Students and faculty are heading back to classes today at UW-Madison in what has been a tumultuous year in Wisconsin. The effects of Wisconsin Act 10, which strips public sector workers (including graduate assistants) of our collective bargaining rights, are only now beginning come to pass.

Here is a “nice” article (in terms of framing) about the impacts of the new legislation on campus, “UW-Madison TAs return to class more financially stressed,” that appeared yesterday in the Isthmus, Madison’s weekly newspaper. As a student in the College of Agriculture and Life Sciences (CALS), it is particularly gratifying to hear the strong statement of support from Interim Dean William Tracy:

“Graduate student employees are a vital part of a university dedicated to teaching and research,” he says. “They bring new energy and creative ideas into classrooms and laboratories, and spark learning and innovation in education and research. Not only do graduate students work with and teach undergraduates, they are vital in the creation of an intellectual and physical infrastructure that immerses all students in projects that address the most significant problems of our times.”

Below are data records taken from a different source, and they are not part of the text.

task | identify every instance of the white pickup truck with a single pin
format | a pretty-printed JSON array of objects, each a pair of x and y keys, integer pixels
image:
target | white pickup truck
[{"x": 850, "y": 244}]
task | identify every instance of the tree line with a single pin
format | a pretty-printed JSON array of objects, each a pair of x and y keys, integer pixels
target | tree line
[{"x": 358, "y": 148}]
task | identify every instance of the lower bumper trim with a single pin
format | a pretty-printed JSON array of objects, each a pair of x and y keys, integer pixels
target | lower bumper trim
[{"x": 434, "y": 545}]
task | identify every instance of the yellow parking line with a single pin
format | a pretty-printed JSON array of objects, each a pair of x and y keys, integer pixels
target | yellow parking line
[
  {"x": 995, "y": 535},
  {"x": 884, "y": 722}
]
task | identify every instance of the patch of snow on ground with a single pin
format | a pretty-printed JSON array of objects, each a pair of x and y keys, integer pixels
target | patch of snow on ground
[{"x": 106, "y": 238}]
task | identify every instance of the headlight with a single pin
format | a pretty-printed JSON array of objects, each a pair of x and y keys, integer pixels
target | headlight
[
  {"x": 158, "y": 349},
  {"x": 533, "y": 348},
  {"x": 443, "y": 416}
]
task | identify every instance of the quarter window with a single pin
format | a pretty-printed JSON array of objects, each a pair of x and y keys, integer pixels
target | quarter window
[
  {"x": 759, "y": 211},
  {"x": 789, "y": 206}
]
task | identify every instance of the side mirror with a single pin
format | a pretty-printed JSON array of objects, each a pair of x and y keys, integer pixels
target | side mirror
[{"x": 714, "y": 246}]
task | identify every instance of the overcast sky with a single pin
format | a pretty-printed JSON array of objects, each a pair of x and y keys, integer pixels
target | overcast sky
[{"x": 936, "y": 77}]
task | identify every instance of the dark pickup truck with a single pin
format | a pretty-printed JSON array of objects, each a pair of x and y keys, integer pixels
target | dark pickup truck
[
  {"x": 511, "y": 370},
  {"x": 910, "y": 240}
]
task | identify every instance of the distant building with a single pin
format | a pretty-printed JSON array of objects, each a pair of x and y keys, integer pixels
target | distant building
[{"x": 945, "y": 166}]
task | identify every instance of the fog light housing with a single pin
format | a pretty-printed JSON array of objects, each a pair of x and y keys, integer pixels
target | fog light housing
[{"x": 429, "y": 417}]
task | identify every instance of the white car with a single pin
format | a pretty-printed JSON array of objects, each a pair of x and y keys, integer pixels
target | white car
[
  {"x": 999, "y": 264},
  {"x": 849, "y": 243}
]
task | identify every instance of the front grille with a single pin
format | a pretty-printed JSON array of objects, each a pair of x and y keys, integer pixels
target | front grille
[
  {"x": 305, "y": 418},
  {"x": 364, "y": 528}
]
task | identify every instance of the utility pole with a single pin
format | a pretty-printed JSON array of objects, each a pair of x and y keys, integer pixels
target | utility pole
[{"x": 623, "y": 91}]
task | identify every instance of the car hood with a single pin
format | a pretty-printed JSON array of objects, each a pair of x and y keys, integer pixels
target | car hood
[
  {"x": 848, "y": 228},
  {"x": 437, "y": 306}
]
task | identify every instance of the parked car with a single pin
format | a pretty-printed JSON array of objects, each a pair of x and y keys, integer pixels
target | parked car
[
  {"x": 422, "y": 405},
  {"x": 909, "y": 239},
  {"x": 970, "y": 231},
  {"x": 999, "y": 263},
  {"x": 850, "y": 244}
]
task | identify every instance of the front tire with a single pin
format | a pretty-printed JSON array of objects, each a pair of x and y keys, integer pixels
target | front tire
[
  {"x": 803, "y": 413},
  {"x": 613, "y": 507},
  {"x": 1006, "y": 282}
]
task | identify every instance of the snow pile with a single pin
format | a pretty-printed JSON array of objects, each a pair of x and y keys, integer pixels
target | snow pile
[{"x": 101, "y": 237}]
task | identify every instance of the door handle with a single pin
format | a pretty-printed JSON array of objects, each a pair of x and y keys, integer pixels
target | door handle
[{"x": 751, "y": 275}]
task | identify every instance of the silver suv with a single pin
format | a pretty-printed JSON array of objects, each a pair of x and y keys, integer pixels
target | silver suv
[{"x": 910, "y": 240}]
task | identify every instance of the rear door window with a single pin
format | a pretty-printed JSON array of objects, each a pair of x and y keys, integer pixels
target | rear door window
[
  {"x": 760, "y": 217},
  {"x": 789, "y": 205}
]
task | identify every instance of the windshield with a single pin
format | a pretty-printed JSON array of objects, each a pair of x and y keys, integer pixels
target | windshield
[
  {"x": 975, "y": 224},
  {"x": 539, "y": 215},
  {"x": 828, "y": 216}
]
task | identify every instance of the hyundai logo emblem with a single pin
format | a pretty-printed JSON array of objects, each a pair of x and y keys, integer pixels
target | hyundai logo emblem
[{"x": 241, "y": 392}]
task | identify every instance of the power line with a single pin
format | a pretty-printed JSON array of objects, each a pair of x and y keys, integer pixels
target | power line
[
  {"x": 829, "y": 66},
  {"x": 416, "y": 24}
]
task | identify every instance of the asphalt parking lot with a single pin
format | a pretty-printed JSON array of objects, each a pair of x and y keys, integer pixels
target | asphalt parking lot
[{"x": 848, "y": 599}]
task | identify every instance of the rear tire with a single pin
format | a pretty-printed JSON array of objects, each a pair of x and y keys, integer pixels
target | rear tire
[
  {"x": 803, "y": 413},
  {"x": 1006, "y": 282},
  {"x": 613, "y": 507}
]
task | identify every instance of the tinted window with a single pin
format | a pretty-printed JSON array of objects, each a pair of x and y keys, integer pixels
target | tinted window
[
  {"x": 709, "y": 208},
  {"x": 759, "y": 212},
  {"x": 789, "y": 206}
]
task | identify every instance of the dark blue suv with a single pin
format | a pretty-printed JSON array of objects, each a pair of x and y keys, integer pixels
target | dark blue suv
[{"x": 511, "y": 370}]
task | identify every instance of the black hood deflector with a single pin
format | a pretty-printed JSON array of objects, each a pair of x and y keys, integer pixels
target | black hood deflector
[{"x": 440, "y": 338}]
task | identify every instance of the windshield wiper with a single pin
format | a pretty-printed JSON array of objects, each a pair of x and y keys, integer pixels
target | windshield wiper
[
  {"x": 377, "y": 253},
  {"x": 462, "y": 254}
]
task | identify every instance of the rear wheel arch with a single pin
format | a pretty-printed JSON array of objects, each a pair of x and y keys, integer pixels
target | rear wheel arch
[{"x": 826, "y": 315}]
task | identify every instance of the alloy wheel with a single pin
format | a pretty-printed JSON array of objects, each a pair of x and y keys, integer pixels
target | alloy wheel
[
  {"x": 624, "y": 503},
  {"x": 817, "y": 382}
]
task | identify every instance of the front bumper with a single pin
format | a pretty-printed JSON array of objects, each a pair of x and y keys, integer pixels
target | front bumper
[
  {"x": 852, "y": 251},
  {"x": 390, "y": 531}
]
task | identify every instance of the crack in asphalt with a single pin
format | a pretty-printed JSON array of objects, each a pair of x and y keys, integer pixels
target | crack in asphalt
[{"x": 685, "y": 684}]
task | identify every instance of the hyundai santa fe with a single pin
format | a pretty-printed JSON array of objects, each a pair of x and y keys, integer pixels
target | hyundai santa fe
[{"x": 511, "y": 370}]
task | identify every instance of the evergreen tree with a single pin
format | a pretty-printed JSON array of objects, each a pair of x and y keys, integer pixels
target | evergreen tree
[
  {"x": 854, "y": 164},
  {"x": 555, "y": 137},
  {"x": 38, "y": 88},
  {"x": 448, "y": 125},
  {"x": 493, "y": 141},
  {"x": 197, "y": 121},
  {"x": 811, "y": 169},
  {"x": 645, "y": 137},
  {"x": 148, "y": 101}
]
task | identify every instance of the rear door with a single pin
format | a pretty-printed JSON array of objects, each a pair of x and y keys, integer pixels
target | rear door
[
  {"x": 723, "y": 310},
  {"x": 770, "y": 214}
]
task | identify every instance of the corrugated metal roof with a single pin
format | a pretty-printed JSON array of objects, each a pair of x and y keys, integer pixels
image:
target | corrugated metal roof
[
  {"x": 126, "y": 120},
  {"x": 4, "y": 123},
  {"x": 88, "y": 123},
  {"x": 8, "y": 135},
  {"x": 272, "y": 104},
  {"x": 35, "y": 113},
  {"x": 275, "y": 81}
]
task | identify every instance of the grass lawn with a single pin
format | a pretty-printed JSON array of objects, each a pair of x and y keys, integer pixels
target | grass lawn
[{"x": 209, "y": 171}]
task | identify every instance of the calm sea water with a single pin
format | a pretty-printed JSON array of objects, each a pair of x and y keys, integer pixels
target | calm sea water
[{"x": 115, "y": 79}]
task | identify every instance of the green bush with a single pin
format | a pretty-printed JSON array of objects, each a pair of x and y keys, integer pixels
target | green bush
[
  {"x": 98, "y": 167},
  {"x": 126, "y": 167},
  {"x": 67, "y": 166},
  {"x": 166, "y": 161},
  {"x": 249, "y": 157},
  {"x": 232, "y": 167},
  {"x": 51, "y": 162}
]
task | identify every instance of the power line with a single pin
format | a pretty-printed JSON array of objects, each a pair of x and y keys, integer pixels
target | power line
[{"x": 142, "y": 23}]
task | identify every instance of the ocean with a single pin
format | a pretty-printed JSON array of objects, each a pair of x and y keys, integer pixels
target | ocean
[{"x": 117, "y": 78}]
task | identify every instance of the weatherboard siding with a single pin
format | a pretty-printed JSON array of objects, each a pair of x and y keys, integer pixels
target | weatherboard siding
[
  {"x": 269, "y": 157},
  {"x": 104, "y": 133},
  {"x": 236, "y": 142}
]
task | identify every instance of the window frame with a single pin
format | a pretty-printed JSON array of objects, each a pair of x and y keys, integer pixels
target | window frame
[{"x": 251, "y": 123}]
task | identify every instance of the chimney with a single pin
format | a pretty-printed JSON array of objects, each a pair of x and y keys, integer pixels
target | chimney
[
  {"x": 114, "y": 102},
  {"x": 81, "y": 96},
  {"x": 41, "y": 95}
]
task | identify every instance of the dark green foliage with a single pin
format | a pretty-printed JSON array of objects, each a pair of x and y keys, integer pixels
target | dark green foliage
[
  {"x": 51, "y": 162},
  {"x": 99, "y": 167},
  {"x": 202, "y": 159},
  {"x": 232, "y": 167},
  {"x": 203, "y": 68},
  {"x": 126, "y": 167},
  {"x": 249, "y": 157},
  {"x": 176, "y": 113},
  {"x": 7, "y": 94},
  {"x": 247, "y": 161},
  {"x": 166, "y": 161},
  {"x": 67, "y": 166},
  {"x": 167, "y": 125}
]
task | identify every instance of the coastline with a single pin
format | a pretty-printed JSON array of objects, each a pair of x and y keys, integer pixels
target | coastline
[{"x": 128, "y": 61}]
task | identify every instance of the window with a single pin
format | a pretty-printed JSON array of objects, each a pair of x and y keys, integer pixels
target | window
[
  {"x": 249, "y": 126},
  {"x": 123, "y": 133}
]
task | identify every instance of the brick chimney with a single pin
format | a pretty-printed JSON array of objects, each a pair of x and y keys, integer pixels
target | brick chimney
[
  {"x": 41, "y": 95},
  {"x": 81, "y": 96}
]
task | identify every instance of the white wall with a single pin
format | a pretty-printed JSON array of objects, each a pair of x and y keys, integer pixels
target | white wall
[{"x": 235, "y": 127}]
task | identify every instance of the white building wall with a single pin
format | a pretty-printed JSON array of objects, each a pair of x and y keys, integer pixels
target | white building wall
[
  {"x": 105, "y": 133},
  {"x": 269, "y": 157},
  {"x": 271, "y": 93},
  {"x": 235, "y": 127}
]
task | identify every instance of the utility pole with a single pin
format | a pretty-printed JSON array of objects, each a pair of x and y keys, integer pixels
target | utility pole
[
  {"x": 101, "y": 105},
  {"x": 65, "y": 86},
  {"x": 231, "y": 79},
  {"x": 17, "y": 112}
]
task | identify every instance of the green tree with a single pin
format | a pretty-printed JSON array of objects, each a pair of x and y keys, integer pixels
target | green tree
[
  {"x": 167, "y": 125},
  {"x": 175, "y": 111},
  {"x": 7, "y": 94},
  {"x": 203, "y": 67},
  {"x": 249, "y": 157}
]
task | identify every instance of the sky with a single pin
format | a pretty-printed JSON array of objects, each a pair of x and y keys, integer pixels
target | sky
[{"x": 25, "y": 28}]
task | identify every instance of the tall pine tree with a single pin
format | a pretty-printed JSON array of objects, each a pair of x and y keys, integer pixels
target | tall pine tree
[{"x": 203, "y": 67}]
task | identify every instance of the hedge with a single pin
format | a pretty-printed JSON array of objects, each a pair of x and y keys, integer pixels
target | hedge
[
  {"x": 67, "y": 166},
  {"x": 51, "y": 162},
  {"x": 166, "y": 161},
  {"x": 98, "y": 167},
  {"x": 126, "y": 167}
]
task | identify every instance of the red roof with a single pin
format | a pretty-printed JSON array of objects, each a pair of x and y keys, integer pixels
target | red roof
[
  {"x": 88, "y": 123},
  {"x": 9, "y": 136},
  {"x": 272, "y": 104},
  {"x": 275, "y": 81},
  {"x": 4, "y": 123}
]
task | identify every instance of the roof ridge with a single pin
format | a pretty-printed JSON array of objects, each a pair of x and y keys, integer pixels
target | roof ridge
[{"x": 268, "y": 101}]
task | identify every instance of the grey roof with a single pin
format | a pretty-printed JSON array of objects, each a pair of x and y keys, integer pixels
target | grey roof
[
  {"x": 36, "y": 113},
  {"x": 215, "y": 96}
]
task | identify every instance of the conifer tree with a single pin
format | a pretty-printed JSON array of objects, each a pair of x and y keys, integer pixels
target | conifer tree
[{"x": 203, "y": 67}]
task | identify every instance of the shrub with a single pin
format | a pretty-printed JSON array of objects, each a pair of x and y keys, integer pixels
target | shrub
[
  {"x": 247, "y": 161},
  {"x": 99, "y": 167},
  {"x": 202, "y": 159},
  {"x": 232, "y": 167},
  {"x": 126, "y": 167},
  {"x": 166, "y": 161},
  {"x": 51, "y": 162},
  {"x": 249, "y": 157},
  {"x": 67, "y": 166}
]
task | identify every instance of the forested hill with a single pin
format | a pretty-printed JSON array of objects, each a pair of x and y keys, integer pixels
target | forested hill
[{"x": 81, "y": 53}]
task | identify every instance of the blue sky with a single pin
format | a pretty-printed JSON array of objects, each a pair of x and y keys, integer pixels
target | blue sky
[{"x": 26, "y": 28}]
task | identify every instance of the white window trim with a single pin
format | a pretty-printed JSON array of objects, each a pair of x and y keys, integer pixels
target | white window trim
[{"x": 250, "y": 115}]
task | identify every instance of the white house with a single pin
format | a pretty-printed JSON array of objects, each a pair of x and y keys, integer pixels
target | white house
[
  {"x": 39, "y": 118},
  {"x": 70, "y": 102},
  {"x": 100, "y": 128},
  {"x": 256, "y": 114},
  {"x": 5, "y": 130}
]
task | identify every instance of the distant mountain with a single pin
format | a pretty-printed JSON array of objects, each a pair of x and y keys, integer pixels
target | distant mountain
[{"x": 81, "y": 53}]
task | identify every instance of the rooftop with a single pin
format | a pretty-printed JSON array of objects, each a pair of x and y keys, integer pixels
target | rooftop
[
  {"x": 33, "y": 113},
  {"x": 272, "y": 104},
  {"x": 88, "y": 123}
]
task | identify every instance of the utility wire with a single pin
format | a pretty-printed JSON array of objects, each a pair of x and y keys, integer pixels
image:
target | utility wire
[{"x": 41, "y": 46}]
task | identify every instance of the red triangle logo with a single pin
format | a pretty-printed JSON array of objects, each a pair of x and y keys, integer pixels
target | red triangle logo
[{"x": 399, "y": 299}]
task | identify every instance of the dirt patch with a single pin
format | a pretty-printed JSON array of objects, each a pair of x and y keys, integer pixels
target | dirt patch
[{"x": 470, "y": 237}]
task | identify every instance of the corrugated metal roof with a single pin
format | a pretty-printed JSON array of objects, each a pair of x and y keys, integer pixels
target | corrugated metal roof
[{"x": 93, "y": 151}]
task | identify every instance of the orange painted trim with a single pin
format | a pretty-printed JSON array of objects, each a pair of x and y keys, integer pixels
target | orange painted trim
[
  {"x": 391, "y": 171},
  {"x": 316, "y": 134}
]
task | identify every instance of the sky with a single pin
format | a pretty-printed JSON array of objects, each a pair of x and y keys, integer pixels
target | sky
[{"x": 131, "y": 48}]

The article is also a reminder of how powerful we can be when we organize together and stand-up for our rights, as we do on campus through the Teaching Assistants’ Association (TAA). In an article published in Academe this summer, Mari Jo Buhle and Paul Buhle write that:

Extremely well-organized TAA members took some of the first steps to foster the wider protest movement. They started phone banking on February 12, just in advance of the governor’s introduction of the bill. A tense meeting followed two days later. In a packed campus lecture hall, TAA leaders declared that a turning point had been reached in Wisconsin history and urged those present to put aside their other work for as long as the struggle would take. Their collective house, for the present, was the state capitol itself.

They are right, this is the Wisconsin Idea in action. Thank you!